Focus Areas

1. AI safety

Making text generation models like OpenAI's ChatGPT safe for humans to use is a problem that cannot be solved by algorithms alone. A collective effort to adjust the governance of AI, design content filters, continuously monitor and probe the vulnerabilites is needed.

Nominal LLM GIF
Large language models, like OpenAI's ChatGPT, are vulnerable to attacks that cause these models to generate harmful content.

The technical part of my research agenda involves designing attacks, defenses, and benchmarks to stress test large models that process text, images, and speech. For example, I proposed SmoothLLM, one of the first defenses against jailbreaking attacks.

Nominal LLM GIF
SmoothLLM defends large language models against adversarial attacks.

I'm also interested in (1) understanding the mechanisms and data that cause large models to generate harmful content and (2) measuring the vulnerabilities of large models when used in fields like robotics.

Nominal LLM GIF
We show that LLM-controlled robots can be jailbroken with 100% success rates.

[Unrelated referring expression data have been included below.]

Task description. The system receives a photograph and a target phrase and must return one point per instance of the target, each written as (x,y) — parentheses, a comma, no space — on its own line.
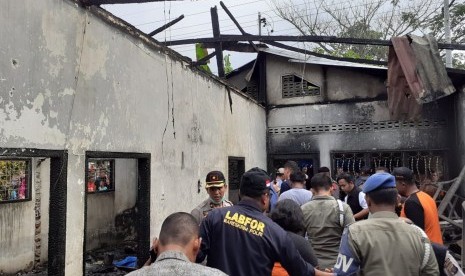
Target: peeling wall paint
(106,90)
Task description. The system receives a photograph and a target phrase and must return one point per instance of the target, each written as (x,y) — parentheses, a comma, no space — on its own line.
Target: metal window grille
(15,180)
(293,86)
(423,163)
(362,126)
(251,89)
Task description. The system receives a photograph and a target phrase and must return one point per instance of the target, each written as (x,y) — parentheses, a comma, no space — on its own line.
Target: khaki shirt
(206,206)
(324,230)
(385,245)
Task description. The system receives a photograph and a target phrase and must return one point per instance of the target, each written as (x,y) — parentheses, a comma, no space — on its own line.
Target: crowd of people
(379,224)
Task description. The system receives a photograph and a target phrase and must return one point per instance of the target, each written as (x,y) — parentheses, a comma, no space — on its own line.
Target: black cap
(254,182)
(214,179)
(403,173)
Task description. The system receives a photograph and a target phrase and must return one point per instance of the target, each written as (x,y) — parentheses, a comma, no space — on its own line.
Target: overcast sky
(197,22)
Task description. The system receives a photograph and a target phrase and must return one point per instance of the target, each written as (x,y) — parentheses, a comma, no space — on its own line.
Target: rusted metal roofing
(416,75)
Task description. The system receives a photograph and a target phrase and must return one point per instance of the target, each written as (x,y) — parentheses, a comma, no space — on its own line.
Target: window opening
(425,164)
(100,175)
(294,86)
(251,89)
(15,180)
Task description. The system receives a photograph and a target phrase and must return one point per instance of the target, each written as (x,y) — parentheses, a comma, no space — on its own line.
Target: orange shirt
(279,270)
(421,209)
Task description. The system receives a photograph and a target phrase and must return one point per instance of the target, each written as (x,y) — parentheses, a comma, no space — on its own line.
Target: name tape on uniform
(245,223)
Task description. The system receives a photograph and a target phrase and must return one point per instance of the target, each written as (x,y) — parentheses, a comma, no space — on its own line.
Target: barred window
(15,180)
(100,174)
(251,89)
(293,86)
(424,164)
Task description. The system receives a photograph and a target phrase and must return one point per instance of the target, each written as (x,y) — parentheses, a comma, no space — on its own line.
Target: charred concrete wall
(460,132)
(24,225)
(354,127)
(103,207)
(336,83)
(80,80)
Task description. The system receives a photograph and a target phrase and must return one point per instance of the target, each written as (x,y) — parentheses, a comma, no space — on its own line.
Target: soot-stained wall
(353,127)
(348,115)
(78,79)
(336,83)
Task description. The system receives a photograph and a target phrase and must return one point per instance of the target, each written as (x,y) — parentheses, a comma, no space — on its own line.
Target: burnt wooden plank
(102,2)
(304,38)
(166,26)
(218,46)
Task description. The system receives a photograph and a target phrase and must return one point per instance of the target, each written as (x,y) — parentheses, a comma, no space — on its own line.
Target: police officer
(384,244)
(216,187)
(241,240)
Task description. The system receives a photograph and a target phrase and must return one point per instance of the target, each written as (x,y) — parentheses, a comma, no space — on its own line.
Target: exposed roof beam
(304,38)
(236,46)
(204,60)
(101,2)
(237,24)
(304,51)
(167,25)
(218,46)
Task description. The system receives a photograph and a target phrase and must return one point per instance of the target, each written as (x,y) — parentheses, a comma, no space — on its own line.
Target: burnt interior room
(117,216)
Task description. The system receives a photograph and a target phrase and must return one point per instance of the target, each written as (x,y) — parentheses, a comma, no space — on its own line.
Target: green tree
(227,64)
(372,19)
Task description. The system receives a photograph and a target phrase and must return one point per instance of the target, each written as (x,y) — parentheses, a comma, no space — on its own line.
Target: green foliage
(374,19)
(227,64)
(201,52)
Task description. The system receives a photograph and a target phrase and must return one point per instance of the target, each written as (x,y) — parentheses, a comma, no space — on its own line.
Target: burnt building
(334,113)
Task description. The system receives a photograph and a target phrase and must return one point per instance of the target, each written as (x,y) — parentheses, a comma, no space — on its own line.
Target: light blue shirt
(299,195)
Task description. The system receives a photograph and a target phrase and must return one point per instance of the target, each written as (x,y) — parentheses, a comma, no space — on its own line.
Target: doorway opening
(117,212)
(236,168)
(309,163)
(33,210)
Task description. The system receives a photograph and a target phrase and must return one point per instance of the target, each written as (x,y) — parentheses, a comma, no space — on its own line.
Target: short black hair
(288,214)
(323,169)
(381,168)
(384,196)
(321,181)
(179,228)
(292,165)
(297,177)
(365,170)
(346,176)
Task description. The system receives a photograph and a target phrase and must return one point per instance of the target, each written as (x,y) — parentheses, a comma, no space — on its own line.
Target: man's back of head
(180,230)
(321,182)
(297,179)
(292,166)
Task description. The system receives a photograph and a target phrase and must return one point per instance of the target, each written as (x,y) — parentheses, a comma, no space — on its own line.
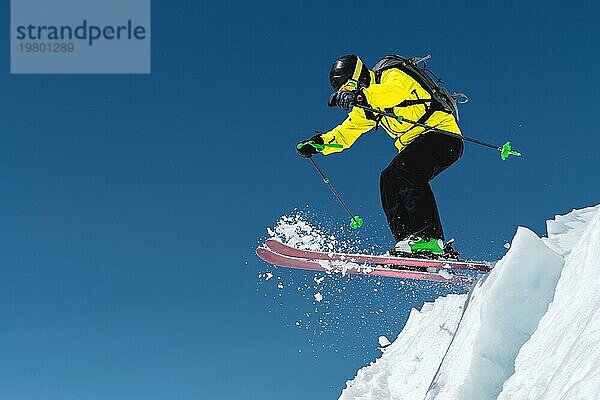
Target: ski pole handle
(319,147)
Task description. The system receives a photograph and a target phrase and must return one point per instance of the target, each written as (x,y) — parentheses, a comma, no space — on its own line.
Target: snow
(530,328)
(297,232)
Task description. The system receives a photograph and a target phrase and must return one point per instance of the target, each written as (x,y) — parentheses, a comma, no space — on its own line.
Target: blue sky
(131,205)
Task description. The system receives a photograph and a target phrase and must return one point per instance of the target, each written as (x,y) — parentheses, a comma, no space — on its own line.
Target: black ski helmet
(345,68)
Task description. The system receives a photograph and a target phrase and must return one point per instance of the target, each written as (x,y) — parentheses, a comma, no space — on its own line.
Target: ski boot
(416,247)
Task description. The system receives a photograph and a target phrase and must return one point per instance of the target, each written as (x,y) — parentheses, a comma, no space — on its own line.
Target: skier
(406,196)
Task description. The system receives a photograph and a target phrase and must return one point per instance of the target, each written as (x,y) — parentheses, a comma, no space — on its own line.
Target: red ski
(339,266)
(283,249)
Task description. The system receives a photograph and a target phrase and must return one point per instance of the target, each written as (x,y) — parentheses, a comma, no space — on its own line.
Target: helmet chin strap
(357,69)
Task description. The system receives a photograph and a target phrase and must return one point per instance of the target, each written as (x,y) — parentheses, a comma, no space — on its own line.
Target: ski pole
(355,221)
(505,150)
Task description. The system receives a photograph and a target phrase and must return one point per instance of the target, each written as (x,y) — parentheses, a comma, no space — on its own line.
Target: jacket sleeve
(348,131)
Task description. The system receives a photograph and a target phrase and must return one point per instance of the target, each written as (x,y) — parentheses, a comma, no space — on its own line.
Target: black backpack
(440,99)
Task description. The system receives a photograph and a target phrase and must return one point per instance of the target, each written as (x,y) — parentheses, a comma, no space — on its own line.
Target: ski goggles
(352,83)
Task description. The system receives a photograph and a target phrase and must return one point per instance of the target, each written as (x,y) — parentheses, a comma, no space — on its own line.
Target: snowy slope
(512,343)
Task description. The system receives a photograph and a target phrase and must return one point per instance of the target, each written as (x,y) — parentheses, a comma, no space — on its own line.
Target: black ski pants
(406,196)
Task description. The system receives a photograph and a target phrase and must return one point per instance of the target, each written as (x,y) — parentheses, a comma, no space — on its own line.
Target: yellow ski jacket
(395,87)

Outside of academia, I'm interested in contributing to the ongoing debate about how AI models should be goverened. I was recently part of a public policy proposal and open letter, which were later covered in The Washington Post, calling for more robust oversight of large models.

2. Out-of-distribution generalization

Deep learning has an amazing capacity to recognize and interpret the data it sees during training. But what happens when neural networks interacts with data very different from what they've seen before?

Nominal LLM GIF
An overview of out-of-distribution generalization in medical imaging.

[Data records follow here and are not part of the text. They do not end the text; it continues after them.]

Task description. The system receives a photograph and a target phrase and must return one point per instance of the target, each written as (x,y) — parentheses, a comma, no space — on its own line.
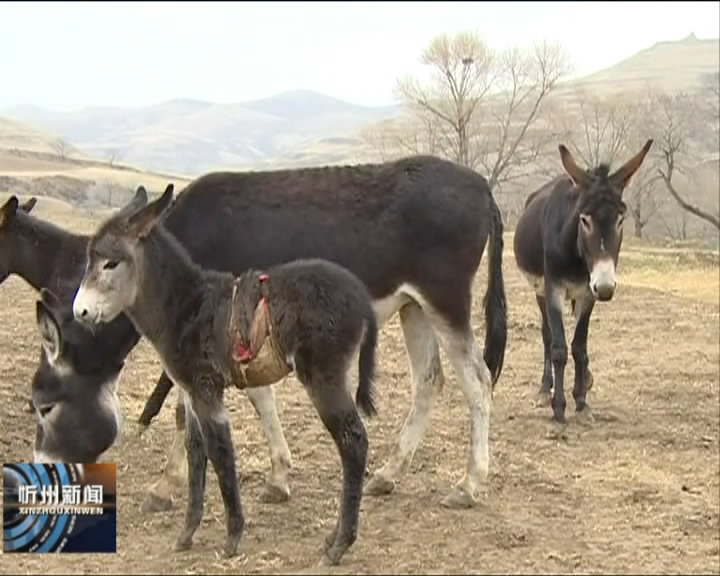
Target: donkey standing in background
(319,314)
(47,256)
(78,419)
(567,242)
(414,231)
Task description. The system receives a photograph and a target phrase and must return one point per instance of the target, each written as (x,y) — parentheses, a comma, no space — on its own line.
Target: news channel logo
(59,508)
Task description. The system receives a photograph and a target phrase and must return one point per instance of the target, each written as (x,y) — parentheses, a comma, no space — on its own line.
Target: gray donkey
(209,328)
(78,414)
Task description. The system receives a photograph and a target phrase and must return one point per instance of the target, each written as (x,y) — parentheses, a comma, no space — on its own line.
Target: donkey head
(8,213)
(114,262)
(601,213)
(72,389)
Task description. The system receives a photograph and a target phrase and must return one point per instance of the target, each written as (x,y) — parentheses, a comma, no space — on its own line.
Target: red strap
(242,353)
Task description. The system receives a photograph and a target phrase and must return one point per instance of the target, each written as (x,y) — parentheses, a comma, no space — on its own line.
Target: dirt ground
(636,491)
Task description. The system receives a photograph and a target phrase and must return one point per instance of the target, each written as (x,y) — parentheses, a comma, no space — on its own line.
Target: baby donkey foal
(209,328)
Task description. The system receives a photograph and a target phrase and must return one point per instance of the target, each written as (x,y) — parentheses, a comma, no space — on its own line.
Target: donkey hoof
(379,486)
(556,430)
(275,494)
(184,542)
(231,546)
(459,499)
(332,556)
(154,503)
(330,540)
(543,399)
(589,380)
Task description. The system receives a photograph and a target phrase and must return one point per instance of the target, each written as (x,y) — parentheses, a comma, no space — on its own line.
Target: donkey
(414,231)
(567,243)
(319,315)
(78,416)
(46,256)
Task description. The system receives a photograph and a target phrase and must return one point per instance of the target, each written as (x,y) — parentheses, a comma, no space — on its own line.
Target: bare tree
(462,72)
(595,129)
(62,148)
(506,146)
(481,105)
(677,125)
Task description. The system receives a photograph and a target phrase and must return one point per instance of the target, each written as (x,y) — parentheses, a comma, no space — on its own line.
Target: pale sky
(70,55)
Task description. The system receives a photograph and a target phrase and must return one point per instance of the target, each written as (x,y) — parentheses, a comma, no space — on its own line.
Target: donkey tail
(365,396)
(494,301)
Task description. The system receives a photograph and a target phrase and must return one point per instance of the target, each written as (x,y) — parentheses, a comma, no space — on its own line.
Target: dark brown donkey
(567,243)
(78,417)
(203,323)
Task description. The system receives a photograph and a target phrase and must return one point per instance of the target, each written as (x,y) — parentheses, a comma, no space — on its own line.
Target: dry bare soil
(636,491)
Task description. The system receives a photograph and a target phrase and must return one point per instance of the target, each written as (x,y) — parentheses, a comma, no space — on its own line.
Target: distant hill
(298,127)
(193,137)
(669,66)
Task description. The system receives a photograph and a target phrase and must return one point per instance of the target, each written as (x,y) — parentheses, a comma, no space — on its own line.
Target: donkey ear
(142,222)
(577,174)
(29,205)
(7,210)
(623,174)
(49,298)
(49,331)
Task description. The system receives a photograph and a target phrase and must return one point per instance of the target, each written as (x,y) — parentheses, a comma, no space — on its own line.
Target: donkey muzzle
(603,280)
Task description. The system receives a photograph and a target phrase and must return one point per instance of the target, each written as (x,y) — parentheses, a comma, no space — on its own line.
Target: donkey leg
(277,488)
(155,401)
(215,425)
(197,472)
(174,476)
(545,393)
(474,378)
(583,377)
(558,349)
(427,377)
(336,409)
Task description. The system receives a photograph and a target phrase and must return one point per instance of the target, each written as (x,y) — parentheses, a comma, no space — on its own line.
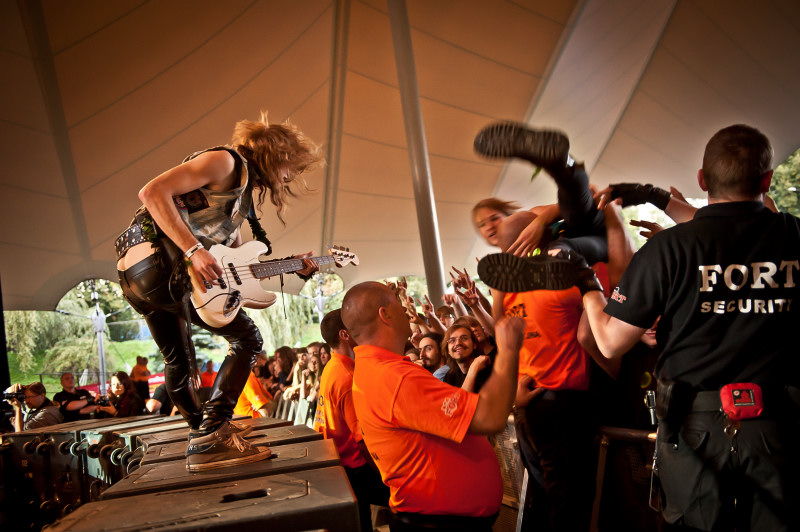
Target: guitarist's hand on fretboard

This problem is called out-of-distribution (OOD) generalization. My work in this area, which uses tools from robust optimization theory and generative models, has looked at OOD problems in self-driving, medical imaging, and drug discovery. I am also interested in algorithms that yield provable guarantees on the performance of models when evaluated OOD.

3. Adversarial Robustness

Much has been written about the the tendency of neural networks to make incorrect predictions when their input data is perturbed by a malicious, or even adversarial, user. Despite thousands of papers on the topic, it remains unclear how to make neural networks more robust.

Nominal LLM GIF
View of adversarial robustness from the dual perspective.

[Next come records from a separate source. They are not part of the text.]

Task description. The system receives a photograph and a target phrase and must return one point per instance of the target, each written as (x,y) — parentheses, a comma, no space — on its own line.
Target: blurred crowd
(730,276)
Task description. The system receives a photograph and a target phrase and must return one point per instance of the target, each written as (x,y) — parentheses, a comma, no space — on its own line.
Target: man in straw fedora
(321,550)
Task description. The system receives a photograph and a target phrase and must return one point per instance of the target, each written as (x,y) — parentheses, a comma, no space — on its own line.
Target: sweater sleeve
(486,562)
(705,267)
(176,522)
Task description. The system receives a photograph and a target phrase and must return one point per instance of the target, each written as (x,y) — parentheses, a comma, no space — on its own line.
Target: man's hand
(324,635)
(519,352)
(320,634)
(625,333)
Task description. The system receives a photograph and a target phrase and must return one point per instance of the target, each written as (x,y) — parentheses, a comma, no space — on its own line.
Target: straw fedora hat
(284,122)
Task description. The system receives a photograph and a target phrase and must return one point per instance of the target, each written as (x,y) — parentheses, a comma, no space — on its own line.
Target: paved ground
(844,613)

My work on robustness is guided my two mantras:

  • Designing robust defences requires first identifying strong attacks.
  • Vulnerabilites should be identified, open-sourced, and resolved as fast as possible, but no faster.

I'm interested in designing new attacks and defenses for neural networks in the setting of perturbation-based, norm-bounded adversaries, and in understanding the fundamental, statistical limits of how robust different architectures can be.

Nominal LLM GIF
Interpolation between average- and worst-case robustness.

My research involves duality-inspired defense algorithms and probabilisitc perspectives that interpolates between average- and worst-case robustness.